Thai Red Curry Noodle Soup Recipe
A flavorful and comforting Thai Red Curry Noodle Soup featuring tender chicken, aromatic red curry paste, coconut milk, and fresh herbs, perfect for a hearty and spicy meal.
- Author: Amaya
- Prep Time: 15 minutes
- Cook Time: 25 minutes
- Total Time: 40 minutes
- Yield: 6 servings 1x
- Category: Soup
- Method: Stovetop
- Cuisine: Thai
Protein
- 1 1/2 pounds boneless, skinless chicken breasts (cut into 1/2-inch chunks)
Vegetables & Aromatics
- 3 cloves garlic (minced)
- 1 red bell pepper (diced)
- 1 onion (diced)
- 3 green onions (thinly sliced)
- 1/2 cup chopped fresh cilantro leaves
- 1/4 cup chopped fresh basil leaves
Liquids & Sauces
- 1 tablespoon olive oil
- 6 cups low sodium chicken broth
- 1 (13.5-ounce) can coconut milk
- 1 tablespoon fish sauce
- 2 tablespoons freshly squeezed lime juice
Other Ingredients
- 3 tablespoons red curry paste
- 1 tablespoon freshly grated ginger
- 4 ounces rice noodles
- 2 teaspoons brown sugar
- Kosher salt and freshly ground black pepper (to taste)

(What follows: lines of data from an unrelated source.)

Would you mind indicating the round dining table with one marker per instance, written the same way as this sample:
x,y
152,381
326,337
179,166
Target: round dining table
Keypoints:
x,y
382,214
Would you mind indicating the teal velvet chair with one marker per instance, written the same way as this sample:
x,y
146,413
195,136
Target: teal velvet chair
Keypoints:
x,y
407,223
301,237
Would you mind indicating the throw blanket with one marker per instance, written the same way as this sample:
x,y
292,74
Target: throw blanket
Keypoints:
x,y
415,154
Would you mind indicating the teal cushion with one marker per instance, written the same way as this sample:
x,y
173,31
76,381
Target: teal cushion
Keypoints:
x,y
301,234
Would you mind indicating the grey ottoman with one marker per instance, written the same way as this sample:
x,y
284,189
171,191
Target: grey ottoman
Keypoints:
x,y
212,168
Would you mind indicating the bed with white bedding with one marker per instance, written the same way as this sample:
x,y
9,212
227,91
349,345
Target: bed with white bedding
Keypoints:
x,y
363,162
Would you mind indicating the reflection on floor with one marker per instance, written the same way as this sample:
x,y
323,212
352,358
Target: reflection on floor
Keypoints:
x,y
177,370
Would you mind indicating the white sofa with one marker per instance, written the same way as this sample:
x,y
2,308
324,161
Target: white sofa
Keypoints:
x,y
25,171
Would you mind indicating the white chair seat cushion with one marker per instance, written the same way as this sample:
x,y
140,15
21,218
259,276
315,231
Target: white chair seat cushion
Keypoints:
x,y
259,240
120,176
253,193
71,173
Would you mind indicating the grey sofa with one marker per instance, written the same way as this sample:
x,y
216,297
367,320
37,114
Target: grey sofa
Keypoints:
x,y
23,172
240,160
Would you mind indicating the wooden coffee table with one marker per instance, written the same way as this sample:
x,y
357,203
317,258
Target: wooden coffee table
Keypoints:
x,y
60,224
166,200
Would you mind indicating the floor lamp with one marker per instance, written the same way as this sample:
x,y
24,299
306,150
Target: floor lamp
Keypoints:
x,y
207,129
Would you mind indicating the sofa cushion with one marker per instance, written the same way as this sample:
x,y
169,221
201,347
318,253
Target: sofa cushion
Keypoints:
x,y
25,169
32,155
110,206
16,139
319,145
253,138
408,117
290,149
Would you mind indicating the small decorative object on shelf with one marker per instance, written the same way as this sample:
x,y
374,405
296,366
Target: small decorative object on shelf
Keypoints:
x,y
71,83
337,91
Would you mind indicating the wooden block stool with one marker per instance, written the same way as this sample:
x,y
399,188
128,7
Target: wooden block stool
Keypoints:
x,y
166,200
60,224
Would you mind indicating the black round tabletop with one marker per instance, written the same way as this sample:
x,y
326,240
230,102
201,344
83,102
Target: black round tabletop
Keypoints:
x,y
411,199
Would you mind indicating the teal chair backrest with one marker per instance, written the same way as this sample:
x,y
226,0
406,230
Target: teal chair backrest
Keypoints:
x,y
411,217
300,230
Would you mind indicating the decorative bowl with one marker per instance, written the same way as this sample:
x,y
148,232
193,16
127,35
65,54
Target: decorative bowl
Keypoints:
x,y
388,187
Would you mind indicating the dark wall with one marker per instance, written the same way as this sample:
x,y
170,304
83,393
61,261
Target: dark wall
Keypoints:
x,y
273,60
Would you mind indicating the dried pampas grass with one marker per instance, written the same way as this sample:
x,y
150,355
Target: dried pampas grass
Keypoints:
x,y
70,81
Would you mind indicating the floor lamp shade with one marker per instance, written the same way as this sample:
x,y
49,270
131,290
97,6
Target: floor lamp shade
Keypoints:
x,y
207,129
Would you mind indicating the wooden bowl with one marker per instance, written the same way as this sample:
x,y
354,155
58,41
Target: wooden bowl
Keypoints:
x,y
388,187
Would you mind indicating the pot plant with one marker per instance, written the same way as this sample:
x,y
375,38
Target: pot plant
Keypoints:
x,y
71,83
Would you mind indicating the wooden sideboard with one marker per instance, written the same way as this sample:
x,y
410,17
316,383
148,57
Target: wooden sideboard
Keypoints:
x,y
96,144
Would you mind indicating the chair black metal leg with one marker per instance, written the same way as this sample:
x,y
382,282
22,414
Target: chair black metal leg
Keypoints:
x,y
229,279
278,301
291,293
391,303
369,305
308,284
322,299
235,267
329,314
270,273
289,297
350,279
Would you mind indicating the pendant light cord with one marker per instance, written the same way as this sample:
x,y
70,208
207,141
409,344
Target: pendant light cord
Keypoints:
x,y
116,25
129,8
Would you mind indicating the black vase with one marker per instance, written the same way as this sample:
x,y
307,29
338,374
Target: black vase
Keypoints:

- Cook the chicken: Heat olive oil in a large stockpot or Dutch oven over medium heat. Season chicken chunks with salt and pepper. Add them to the pot and cook until golden, about 2-3 minutes. Remove and set aside.
- Sauté aromatics and vegetables: Add minced garlic, diced red bell pepper, and diced onion to the pot. Cook, stirring occasionally, until vegetables are tender, about 3-4 minutes.
- Add curry paste and ginger: Stir in the red curry paste and freshly grated ginger. Cook until fragrant, about 1 minute, ensuring the paste is well incorporated with the vegetables.
- Add liquids: Pour in the chicken broth and coconut milk, scraping the bottom of the pot to lift any browned bits. This adds depth of flavor to the soup.
- Simmer with chicken: Return the cooked chicken to the pot. Bring the mixture to a boil, then reduce the heat and let it simmer, stirring occasionally, until slightly reduced, about 10 minutes.
- Add noodles and seasonings: Stir in the rice noodles, fish sauce, and brown sugar. Cook until the noodles are tender, approximately 5 minutes.
- Finish with fresh herbs and lime: Remove the pot from heat. Stir in the sliced green onions, chopped cilantro, basil leaves, and freshly squeezed lime juice. Adjust seasoning with salt and pepper to taste.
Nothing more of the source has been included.